De tandpasta floepte uit de tube als een voortijdige zaadlozing.

Verstrooid viste Johan de klodder uit de wasbak en begon gedachteloos zijn tanden te poetsen.

Door de monotone beweging kwamen de herinneringen aan deze bewogen avond weer langzaam bij hem naar boven. Groter contrast dan tussen deze steriele en klinische omgeving en de sfeervolle avondwandeling in Artis bestond er niet. De glimmende en kale ruimte leek hem toe te roepen: ‘Ga hier weg, blijf hier niet!’ Een pijnlijk heldere plafondlamp bescheen alle pokdalige details van zijn verlopen gezicht, de niets verhullende spiegel toonde een paar bloeddoorlopen ogen.

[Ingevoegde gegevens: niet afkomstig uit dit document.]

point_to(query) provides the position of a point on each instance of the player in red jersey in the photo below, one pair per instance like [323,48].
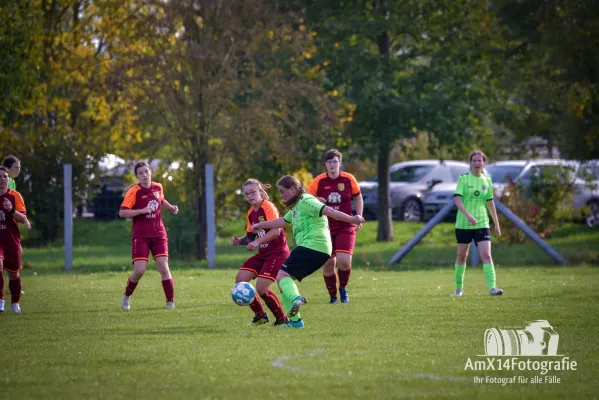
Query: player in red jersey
[12,213]
[144,202]
[337,189]
[272,252]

In gedachten ging hij terug naar de begripvolle warmte van die duistere tuin. Daar was hij anoniem opgegaan in een groep gelijkgestemden, alle mogelijke verschillen vervaagden onder de hoge, statig wuivende bomen. Die omslotenheid en het gebrek aan onderscheidend licht waren Johan goed bevallen. Het geruststellend ruisen van de duizenden blaadjes in de eeuwenoude eiken en kastanjes kon hij goed gebruiken om zijn uiteengereten gemoed te sussen. Heerlijk vond hij de vertrouwenwekkende ritselgeluidjes uit de omringende verblijven, de warmte die afstraalde van verse mest en de scherpe, penetrante geur van urine, die wekte als vlugzout voor de geest.

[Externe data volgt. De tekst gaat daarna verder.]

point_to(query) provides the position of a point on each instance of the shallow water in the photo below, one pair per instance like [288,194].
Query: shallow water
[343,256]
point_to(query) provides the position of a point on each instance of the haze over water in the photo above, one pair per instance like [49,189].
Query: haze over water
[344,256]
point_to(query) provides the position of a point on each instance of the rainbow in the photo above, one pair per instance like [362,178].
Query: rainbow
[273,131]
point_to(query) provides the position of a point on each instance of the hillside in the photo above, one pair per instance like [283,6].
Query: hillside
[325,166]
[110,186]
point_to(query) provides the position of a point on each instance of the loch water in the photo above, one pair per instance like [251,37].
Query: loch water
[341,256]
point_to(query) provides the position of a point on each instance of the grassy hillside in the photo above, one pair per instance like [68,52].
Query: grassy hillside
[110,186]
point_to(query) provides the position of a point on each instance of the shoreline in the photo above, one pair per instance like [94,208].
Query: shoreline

Maar het allerfijnst vond hij toch wel het absolute gebrek aan kritiek. Niemand stak er vanavond bovenuit, iedereen was hier gelijk: van de langzaam voortschuifelende klont mensen tot de onzichtbaar opgehokte dieren. Even geen gezeur over zijn ongezonde uiterlijk of zijn laakbare gedrag. Heerlijk voelde dat.
De schimmige leden van zijn groepje mompelden slechts platitudes, zoals: ‘Pas op hier, een hekje’ of ‘Hoor je die kreet, zou dat soms een ara zijn?’
Zelfs de piepende, grommende of krijtende oprispingen, die incidenteel vanachter het gaas opklonken, leken hem gerust te willen stellen: ‘Alles is goed, er is niets aan de hand’.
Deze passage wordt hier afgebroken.